The Iraqi military announced that it had retaken the abandoned town of Bartella in a new military operation to clear fighters from the so-called "Islamic State" group from the eastern outskirts of Mosul.

The elite troops launched a pre-dawn assault, facing suicide bombers and sniper fire as they entered the town. Officials said they had established full control of the town by the afternoon.

"I announce to the people of Bartalla and Mosul we have complete control over Bartalla," Counter Terrorism Service (CTS) commander Taleb Sheghati said.

"Its residents, its churches and all of its infrastructure are now under the control of CTS."

The small Christian town, about 15 kilometers (nine miles) from the edge of Mosul, was captured by "IS" when it swept across the Nineveh plain in August 2014. About 120,000 Iraqi Christians were forced to flee their homes.

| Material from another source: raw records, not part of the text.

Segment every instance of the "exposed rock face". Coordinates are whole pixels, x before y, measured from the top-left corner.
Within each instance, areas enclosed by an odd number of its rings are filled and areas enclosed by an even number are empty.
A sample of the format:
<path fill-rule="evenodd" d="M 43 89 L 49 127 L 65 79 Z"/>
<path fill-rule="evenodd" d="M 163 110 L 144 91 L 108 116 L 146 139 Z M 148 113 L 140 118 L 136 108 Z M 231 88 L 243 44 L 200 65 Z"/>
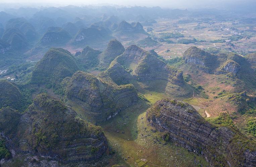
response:
<path fill-rule="evenodd" d="M 254 71 L 256 71 L 256 53 L 247 55 L 246 58 Z"/>
<path fill-rule="evenodd" d="M 229 60 L 226 63 L 222 69 L 237 74 L 241 68 L 241 67 L 238 63 L 234 61 Z"/>
<path fill-rule="evenodd" d="M 78 68 L 76 60 L 68 51 L 61 48 L 52 48 L 37 64 L 32 72 L 31 81 L 49 84 L 54 88 Z"/>
<path fill-rule="evenodd" d="M 196 64 L 205 72 L 215 74 L 232 72 L 236 74 L 245 60 L 243 57 L 234 53 L 223 51 L 210 54 L 195 47 L 186 50 L 182 58 L 186 63 Z"/>
<path fill-rule="evenodd" d="M 0 119 L 4 120 L 0 130 L 8 148 L 16 154 L 30 153 L 68 163 L 95 159 L 107 148 L 100 128 L 85 122 L 75 111 L 46 94 L 38 96 L 23 115 L 4 110 L 0 111 Z M 8 123 L 11 129 L 3 127 Z"/>
<path fill-rule="evenodd" d="M 143 26 L 140 23 L 131 25 L 124 21 L 119 23 L 115 31 L 123 33 L 145 32 Z"/>
<path fill-rule="evenodd" d="M 114 117 L 138 100 L 132 85 L 118 86 L 102 79 L 78 71 L 68 81 L 65 92 L 69 100 L 79 104 L 97 122 Z"/>
<path fill-rule="evenodd" d="M 102 40 L 109 37 L 108 34 L 104 31 L 104 30 L 95 28 L 82 28 L 78 32 L 74 42 L 75 44 L 85 44 L 101 42 Z"/>
<path fill-rule="evenodd" d="M 65 43 L 71 39 L 69 34 L 60 27 L 51 27 L 40 41 L 43 45 L 58 44 Z"/>
<path fill-rule="evenodd" d="M 163 100 L 149 109 L 146 116 L 152 125 L 166 131 L 171 140 L 204 155 L 212 166 L 255 164 L 255 146 L 244 148 L 240 142 L 246 139 L 240 133 L 226 127 L 214 127 L 187 104 Z"/>
<path fill-rule="evenodd" d="M 199 68 L 209 73 L 211 67 L 214 66 L 216 57 L 211 54 L 193 46 L 184 52 L 182 59 L 186 63 L 190 63 L 199 65 Z M 209 69 L 209 68 L 210 68 Z"/>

The operation had seen the CTS, Iraq's best-trained and least sectarian forces, target IS-held villages on the way to Bartella with artillery fire and support from attack helicopters.

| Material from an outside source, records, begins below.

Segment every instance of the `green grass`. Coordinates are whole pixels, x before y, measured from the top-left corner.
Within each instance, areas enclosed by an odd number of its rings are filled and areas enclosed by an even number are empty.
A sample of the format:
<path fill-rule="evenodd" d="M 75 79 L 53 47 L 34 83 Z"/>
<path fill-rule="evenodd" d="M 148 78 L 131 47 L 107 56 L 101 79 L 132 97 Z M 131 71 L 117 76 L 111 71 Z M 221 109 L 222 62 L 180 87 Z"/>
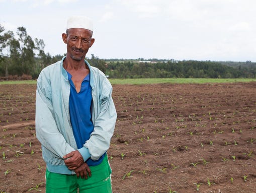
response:
<path fill-rule="evenodd" d="M 256 79 L 191 79 L 191 78 L 164 78 L 164 79 L 109 79 L 112 84 L 139 85 L 158 83 L 236 83 L 256 81 Z"/>
<path fill-rule="evenodd" d="M 0 85 L 16 85 L 21 84 L 36 84 L 36 81 L 31 80 L 28 81 L 0 81 Z"/>
<path fill-rule="evenodd" d="M 140 85 L 144 84 L 173 83 L 173 84 L 203 84 L 219 83 L 238 83 L 256 81 L 256 79 L 110 79 L 112 84 Z M 1 81 L 2 84 L 36 84 L 35 80 Z"/>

Peshmerga seek to restrict IS

Meanwhile, Kurdish peshmerga forces opened a new front further north, with a multi-pronged attack on the town of Bashiqa.

"The objectives are to clear a number of nearby villages and secure control of strategic areas to further restrict ISIL's movements," said the peshmerga command, using an alternative acronym for IS.

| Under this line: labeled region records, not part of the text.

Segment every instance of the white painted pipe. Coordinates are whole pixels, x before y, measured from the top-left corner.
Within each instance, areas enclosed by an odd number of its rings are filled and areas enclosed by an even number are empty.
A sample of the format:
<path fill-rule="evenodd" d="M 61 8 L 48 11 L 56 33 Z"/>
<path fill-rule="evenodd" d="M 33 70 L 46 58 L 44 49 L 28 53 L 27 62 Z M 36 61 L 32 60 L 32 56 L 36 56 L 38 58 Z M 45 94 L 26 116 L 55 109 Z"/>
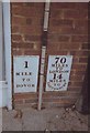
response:
<path fill-rule="evenodd" d="M 49 3 L 50 3 L 49 1 L 46 1 L 46 3 L 45 3 L 44 28 L 43 28 L 45 38 L 47 37 L 47 30 L 48 30 Z M 46 44 L 45 44 L 45 42 L 43 42 L 42 57 L 41 57 L 40 89 L 38 89 L 38 106 L 37 106 L 38 110 L 41 110 L 41 108 L 42 108 L 42 94 L 43 94 L 43 88 L 44 88 L 45 53 L 46 53 Z"/>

During the advance, peshmerga fighters opened fire on a weaponized drone - among the latest additions to IS' deadly array of weaponry - which was found to have been booby trapped when it fell to the ground.

Iraqi Prime Minister Haider al-Abadi on Thursday told an international meeting in Paris that the four-day-old offensive was "advancing faster than expected," repeating earlier optimistic assessments.

"Forces are currently pushing forward ... more quickly than we thought, and more quickly certainly than we established in our plan of campaign," he said by videolink to the conference, which is focused on post-liberation planning for Mosul. The city, Iraq's second-largest, is now said to be almost completely encircled, and some leading IS figures are said to have already fled.The US  has accused IS of seeking to use civilians in the city as human shields.

US serviceman killed

US officials said an American service member died on Thursday after being wounded in a roadside bomb explosion north of Mosul. There are more than 100 US special operations forces embedded with Iraqi units for the offensive.

There were no official figures for the number of Iraqi personnel who have been injured in the fighting since the battle for Mosul began in earnest on Monday.

"IS" seized Mosul and the surrounding area in a lightning advance across northern Iraq in the summer of 2014. Soon afterwards, the group's leader, Abu Bakr al-Baghdadi, declared a self-styled caliphate from the pulpit of a mosque in the city.